6. Nano Banana / LLM GUI
Google Gemini Nano Banana is one of the most astonishing, paradigm‑shifting models of 2025. In my worldview, LLMs represent the next major computing paradigm, analogous to the personal computers of the 1970s, 1980s, etc. Thus we will see similar innovations driven by analogous reasons: personal computing, micro‑controllers (cognitive cores), agent‑based internet, and so on.
From a UI/UX perspective, chatting with an LLM is a bit like issuing commands to a computer console in the 1980s. Text is the raw/preferred data representation for computers (and LLMs), but it is not the human‑preferred format, especially for input. People actually don’t enjoy reading text—it’s slow and laborious. Instead, people prefer visual and spatial ways of consuming information, which is why GUIs were invented in traditional computing. Likewise, LLMs should converse with us in formats we like—images, infographics, slides, whiteboards, animations/videos, web apps, etc. Early and current versions include emojis and Markdown, which are ways to “dress up” and visually layout text using headings, bold, italics, lists, tables, and so on, to make consumption easier.
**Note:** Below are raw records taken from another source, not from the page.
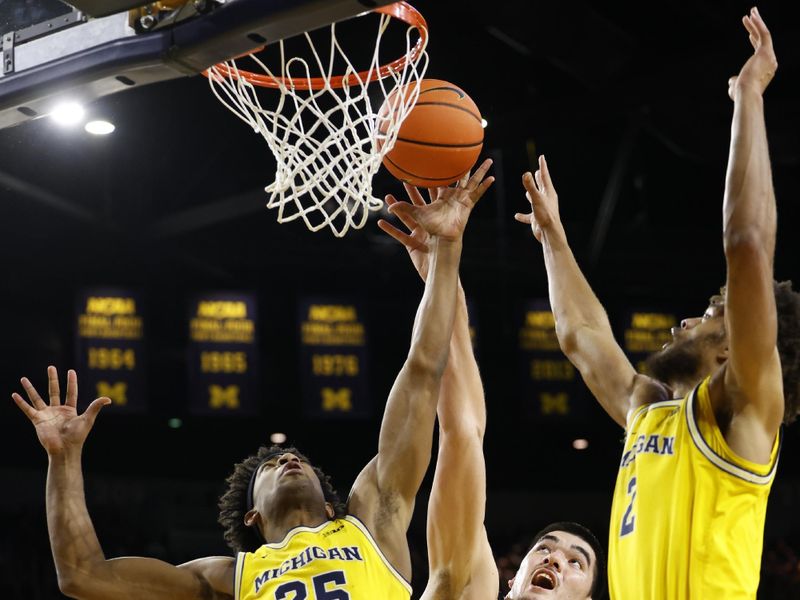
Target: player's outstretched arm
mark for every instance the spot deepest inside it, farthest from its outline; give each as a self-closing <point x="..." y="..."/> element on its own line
<point x="384" y="493"/>
<point x="582" y="326"/>
<point x="460" y="559"/>
<point x="752" y="379"/>
<point x="83" y="571"/>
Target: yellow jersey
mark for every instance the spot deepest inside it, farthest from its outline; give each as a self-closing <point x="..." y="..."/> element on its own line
<point x="687" y="522"/>
<point x="337" y="560"/>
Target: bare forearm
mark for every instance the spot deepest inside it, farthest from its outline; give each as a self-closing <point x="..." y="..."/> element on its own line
<point x="749" y="207"/>
<point x="73" y="540"/>
<point x="461" y="403"/>
<point x="433" y="329"/>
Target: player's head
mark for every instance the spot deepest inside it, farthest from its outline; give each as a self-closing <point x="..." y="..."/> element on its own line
<point x="273" y="480"/>
<point x="565" y="562"/>
<point x="701" y="344"/>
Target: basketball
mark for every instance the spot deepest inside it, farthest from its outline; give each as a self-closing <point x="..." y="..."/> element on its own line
<point x="440" y="139"/>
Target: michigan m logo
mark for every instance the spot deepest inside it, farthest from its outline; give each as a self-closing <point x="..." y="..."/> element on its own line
<point x="554" y="403"/>
<point x="340" y="399"/>
<point x="223" y="397"/>
<point x="118" y="392"/>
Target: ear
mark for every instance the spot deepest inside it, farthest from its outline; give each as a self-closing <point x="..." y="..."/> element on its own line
<point x="252" y="517"/>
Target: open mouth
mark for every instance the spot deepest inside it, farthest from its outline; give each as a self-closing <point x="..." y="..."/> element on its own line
<point x="292" y="467"/>
<point x="545" y="579"/>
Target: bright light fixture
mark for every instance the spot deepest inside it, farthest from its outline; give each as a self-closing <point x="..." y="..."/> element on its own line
<point x="99" y="127"/>
<point x="68" y="113"/>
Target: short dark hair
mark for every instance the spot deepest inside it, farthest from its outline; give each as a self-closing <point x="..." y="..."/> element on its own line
<point x="233" y="505"/>
<point x="599" y="582"/>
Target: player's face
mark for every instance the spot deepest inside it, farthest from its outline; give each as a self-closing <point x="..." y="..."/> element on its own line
<point x="285" y="474"/>
<point x="560" y="566"/>
<point x="696" y="349"/>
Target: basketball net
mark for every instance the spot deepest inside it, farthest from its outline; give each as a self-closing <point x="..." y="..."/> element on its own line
<point x="321" y="127"/>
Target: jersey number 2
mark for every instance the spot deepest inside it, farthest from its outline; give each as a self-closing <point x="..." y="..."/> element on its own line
<point x="629" y="519"/>
<point x="321" y="591"/>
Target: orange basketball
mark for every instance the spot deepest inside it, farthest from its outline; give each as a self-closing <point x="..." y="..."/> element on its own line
<point x="440" y="139"/>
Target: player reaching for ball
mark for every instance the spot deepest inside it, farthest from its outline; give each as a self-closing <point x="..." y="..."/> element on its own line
<point x="564" y="562"/>
<point x="703" y="431"/>
<point x="282" y="517"/>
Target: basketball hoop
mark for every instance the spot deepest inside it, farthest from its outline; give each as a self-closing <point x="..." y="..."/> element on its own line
<point x="321" y="127"/>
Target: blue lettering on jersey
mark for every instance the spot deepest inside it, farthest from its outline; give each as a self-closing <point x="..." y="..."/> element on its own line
<point x="307" y="556"/>
<point x="652" y="444"/>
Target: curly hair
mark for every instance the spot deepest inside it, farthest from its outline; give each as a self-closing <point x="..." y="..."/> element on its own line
<point x="787" y="306"/>
<point x="233" y="504"/>
<point x="787" y="303"/>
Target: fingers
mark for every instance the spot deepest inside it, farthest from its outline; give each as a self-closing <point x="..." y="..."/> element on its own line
<point x="72" y="389"/>
<point x="393" y="231"/>
<point x="52" y="386"/>
<point x="760" y="27"/>
<point x="32" y="394"/>
<point x="480" y="173"/>
<point x="545" y="171"/>
<point x="414" y="195"/>
<point x="94" y="409"/>
<point x="527" y="219"/>
<point x="405" y="218"/>
<point x="529" y="183"/>
<point x="485" y="185"/>
<point x="26" y="408"/>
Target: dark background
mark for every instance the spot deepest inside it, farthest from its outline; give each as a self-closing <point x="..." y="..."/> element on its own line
<point x="627" y="100"/>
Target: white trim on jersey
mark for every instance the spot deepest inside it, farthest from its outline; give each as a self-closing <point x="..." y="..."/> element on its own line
<point x="363" y="528"/>
<point x="716" y="459"/>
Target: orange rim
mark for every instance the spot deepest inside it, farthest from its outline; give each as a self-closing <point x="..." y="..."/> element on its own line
<point x="402" y="11"/>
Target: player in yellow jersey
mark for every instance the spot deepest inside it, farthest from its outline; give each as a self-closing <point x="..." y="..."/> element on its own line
<point x="703" y="432"/>
<point x="293" y="542"/>
<point x="565" y="561"/>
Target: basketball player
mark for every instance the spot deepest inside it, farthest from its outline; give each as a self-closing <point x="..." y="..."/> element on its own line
<point x="307" y="547"/>
<point x="703" y="431"/>
<point x="565" y="561"/>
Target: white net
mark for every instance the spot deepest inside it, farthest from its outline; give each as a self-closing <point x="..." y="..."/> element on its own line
<point x="327" y="142"/>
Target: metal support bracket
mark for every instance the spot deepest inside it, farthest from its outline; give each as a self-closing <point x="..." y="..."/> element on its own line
<point x="8" y="53"/>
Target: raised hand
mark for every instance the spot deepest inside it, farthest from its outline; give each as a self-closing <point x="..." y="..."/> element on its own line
<point x="760" y="68"/>
<point x="446" y="216"/>
<point x="543" y="198"/>
<point x="58" y="426"/>
<point x="416" y="241"/>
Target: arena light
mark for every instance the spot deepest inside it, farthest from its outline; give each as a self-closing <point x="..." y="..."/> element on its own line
<point x="99" y="127"/>
<point x="580" y="444"/>
<point x="68" y="113"/>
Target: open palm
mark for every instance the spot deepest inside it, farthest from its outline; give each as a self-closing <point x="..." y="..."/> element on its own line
<point x="58" y="426"/>
<point x="446" y="216"/>
<point x="760" y="68"/>
<point x="416" y="240"/>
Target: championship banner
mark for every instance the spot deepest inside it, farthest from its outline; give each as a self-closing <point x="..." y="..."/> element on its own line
<point x="223" y="354"/>
<point x="333" y="358"/>
<point x="644" y="332"/>
<point x="110" y="348"/>
<point x="551" y="384"/>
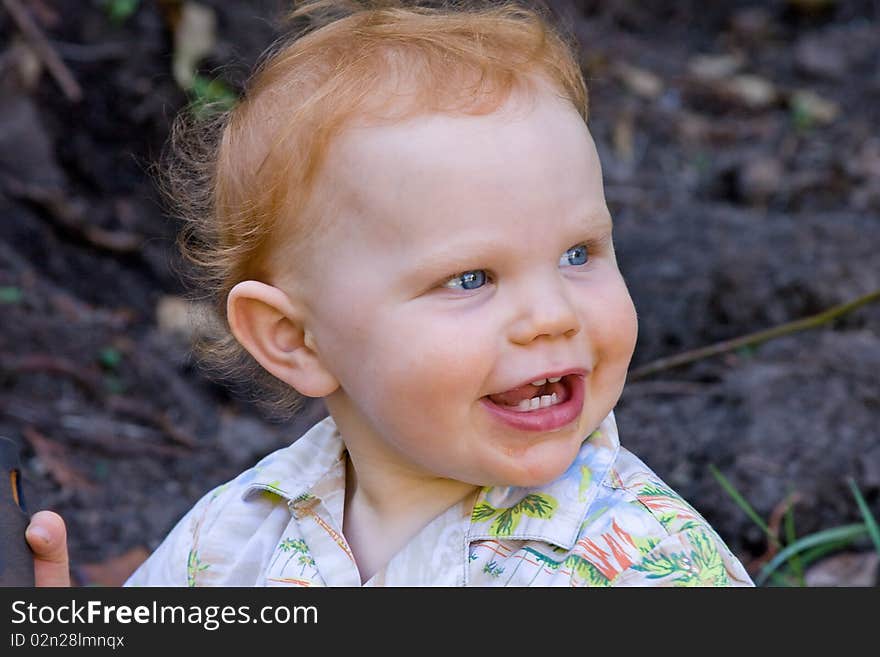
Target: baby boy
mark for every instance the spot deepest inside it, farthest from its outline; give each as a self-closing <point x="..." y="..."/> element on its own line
<point x="407" y="220"/>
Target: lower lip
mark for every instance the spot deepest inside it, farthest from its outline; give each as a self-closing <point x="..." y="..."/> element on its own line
<point x="551" y="418"/>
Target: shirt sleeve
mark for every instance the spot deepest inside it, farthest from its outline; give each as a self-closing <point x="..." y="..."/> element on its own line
<point x="175" y="561"/>
<point x="691" y="557"/>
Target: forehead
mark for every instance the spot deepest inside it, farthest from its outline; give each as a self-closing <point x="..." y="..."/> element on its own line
<point x="417" y="180"/>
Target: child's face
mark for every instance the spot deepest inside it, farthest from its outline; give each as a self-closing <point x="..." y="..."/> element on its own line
<point x="509" y="199"/>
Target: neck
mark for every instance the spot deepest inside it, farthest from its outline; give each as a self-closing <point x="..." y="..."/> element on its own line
<point x="392" y="495"/>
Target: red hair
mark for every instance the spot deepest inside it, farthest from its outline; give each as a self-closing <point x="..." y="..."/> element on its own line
<point x="244" y="179"/>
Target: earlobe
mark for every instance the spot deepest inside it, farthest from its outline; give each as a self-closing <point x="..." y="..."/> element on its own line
<point x="269" y="325"/>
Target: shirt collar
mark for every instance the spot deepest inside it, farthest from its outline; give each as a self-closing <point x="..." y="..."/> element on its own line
<point x="552" y="513"/>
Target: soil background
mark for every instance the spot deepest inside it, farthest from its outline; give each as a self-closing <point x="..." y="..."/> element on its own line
<point x="741" y="150"/>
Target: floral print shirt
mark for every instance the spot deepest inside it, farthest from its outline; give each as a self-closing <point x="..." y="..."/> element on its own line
<point x="607" y="521"/>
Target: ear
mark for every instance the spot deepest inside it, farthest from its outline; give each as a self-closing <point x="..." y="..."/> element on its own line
<point x="270" y="326"/>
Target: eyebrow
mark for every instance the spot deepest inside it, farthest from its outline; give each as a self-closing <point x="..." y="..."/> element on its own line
<point x="459" y="257"/>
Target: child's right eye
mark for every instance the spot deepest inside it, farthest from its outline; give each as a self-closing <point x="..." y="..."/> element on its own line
<point x="469" y="280"/>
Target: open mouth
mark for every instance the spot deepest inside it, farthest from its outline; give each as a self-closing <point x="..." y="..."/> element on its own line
<point x="529" y="398"/>
<point x="551" y="406"/>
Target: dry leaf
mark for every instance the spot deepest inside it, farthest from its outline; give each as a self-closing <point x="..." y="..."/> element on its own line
<point x="55" y="458"/>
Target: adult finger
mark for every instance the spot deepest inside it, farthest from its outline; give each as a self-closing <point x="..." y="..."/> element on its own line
<point x="47" y="536"/>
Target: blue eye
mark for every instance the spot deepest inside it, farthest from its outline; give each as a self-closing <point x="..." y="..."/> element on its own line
<point x="576" y="255"/>
<point x="476" y="278"/>
<point x="469" y="280"/>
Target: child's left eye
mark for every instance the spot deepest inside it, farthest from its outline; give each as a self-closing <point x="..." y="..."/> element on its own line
<point x="476" y="278"/>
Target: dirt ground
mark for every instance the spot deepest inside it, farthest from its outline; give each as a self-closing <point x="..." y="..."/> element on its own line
<point x="741" y="150"/>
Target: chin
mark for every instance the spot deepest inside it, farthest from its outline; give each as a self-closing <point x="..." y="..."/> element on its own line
<point x="536" y="473"/>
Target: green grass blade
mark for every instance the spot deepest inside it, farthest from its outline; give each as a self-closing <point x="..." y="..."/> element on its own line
<point x="742" y="503"/>
<point x="870" y="521"/>
<point x="791" y="538"/>
<point x="845" y="534"/>
<point x="809" y="557"/>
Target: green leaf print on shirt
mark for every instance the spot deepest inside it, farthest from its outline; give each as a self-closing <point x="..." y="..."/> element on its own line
<point x="534" y="505"/>
<point x="702" y="565"/>
<point x="194" y="567"/>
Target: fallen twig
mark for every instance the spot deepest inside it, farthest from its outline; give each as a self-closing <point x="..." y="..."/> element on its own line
<point x="69" y="306"/>
<point x="54" y="457"/>
<point x="143" y="411"/>
<point x="46" y="363"/>
<point x="752" y="339"/>
<point x="44" y="50"/>
<point x="71" y="215"/>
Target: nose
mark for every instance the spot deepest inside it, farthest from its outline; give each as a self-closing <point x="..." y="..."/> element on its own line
<point x="544" y="309"/>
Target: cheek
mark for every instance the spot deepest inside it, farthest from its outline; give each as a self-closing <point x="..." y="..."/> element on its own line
<point x="614" y="325"/>
<point x="434" y="358"/>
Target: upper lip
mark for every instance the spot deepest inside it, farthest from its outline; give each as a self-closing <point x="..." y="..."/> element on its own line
<point x="579" y="371"/>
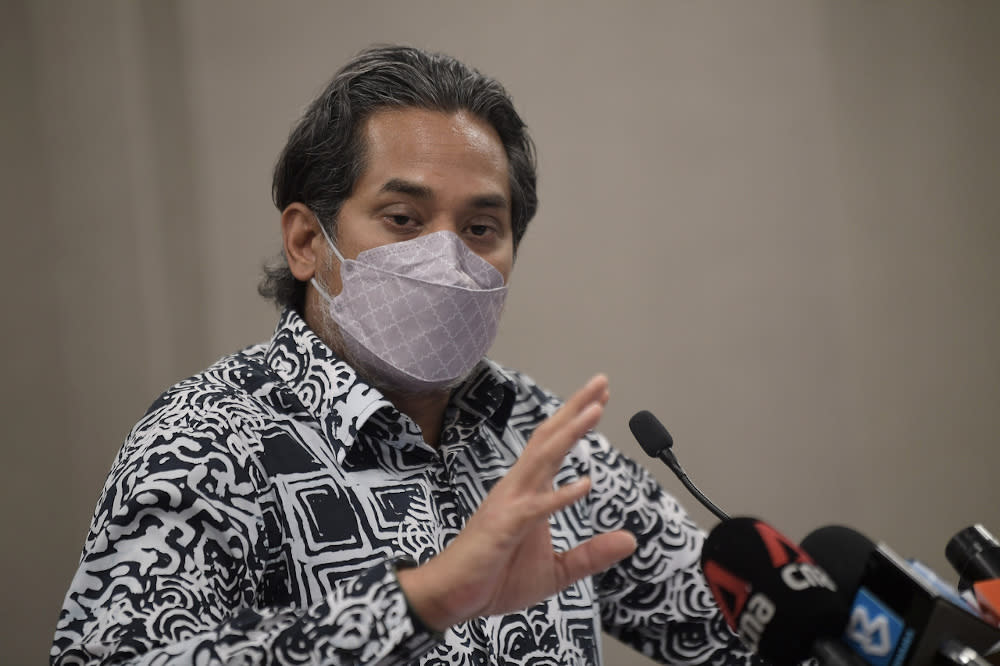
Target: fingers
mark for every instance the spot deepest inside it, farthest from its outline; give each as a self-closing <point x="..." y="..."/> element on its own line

But who will actually build the LLM GUI? In this worldview, …
TL;DR: 2025 was a turning point for LLMs, largely because of the emergence of RLVR. It enabled LLMs to exhibit human‑like reasoning on verifiable tasks, gave us a more intuitive grasp of their “shape,” and sparked a wave of new applications—from Ghost‑summoning agents to vibe‑coded software—that are reshaping how we build and interact with AI.